ВКонтакте
Электронный литературный журнал. Выходит один раз в месяц. Основан в апреле 2014 г.
№ 217 апрель 2024 г.
» » Ольга Балла-Гертман. ВЛАЖНЫЙ ДРЕВЕСНЫЙ СТВОЛ ПОУТРУ: К КРИТИКЕ ЧИТАЮЩЕГО РАЗУМА

Ольга Балла-Гертман. ВЛАЖНЫЙ ДРЕВЕСНЫЙ СТВОЛ ПОУТРУ: К КРИТИКЕ ЧИТАЮЩЕГО РАЗУМА

Дикое чтение Ольги Балла-Гертман
(все статьи)

(О книге: Ирина Машинская. Книга отражений. Тринадцать открыток и одно письмо. — Екатеринбург; М.: Кабинетный учёный, 2021. — 98 с.)

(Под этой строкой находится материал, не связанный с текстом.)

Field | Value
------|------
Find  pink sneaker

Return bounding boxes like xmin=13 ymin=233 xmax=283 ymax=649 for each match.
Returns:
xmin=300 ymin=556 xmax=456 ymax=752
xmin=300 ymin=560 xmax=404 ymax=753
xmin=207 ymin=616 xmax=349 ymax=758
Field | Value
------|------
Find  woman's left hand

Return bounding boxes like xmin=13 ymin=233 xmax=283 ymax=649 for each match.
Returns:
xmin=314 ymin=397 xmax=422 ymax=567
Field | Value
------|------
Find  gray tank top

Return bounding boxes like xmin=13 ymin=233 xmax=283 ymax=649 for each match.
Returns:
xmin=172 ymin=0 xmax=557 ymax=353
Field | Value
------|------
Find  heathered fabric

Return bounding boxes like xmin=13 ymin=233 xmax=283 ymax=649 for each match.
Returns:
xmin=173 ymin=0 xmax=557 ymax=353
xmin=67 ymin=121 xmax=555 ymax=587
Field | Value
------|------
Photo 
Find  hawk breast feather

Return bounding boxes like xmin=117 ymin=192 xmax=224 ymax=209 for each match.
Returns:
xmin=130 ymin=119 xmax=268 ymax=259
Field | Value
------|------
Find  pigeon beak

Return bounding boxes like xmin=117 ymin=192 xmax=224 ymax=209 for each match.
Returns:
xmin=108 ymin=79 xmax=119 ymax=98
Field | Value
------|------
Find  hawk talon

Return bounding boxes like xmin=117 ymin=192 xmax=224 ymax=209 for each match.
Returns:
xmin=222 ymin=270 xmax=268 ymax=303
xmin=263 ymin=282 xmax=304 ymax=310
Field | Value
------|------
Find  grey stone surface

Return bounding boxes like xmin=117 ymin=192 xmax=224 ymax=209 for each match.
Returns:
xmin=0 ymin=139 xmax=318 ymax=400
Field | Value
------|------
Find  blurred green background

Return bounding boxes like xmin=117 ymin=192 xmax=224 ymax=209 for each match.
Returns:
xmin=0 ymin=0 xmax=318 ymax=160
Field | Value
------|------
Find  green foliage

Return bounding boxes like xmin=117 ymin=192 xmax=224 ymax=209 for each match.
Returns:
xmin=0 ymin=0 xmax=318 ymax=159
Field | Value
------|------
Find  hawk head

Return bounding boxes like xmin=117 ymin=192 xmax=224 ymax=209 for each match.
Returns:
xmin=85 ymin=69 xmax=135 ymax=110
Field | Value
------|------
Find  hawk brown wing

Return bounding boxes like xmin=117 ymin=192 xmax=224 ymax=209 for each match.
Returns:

Теория — это то, что никогда не бывает «готовым», это всегда зона поиска и сомнений. А натягивание чужой, тобой никак не фундированной готовой мысли на материал — это вовсе не теоретическая работа.

Евгения Вежлян


Направление внимания, которое разрабатывает своей небольшой по видимости книгой поэт и эссеист Ирина Машинская, для русской мысли о литературе, кажется, очень ново и делает только первые шаги. И это при том, что для всечеловеческого чувства о литературе оно старо как мир, — просто, удивительным образом, до сих пор — по крайней мере, на нашем языке — похоже, не становилось предметом систематической рефлексии. А в том, что перед нами рефлексия именно систематическая, — и не сомневаюсь, сколько бы ни настаивал автор на том, что собранное теперь в книгу — всего лишь совокупность пристрастных сиюминутных заметок о читательских впечатлениях. Впрочем, одно другому не противоречит. Отсылающая на уровне заглавия к Иннокентию Анненскому, книга Машинской продолжает собой – в некотором смысле, пожалуй, и начинает – совсем другую линию.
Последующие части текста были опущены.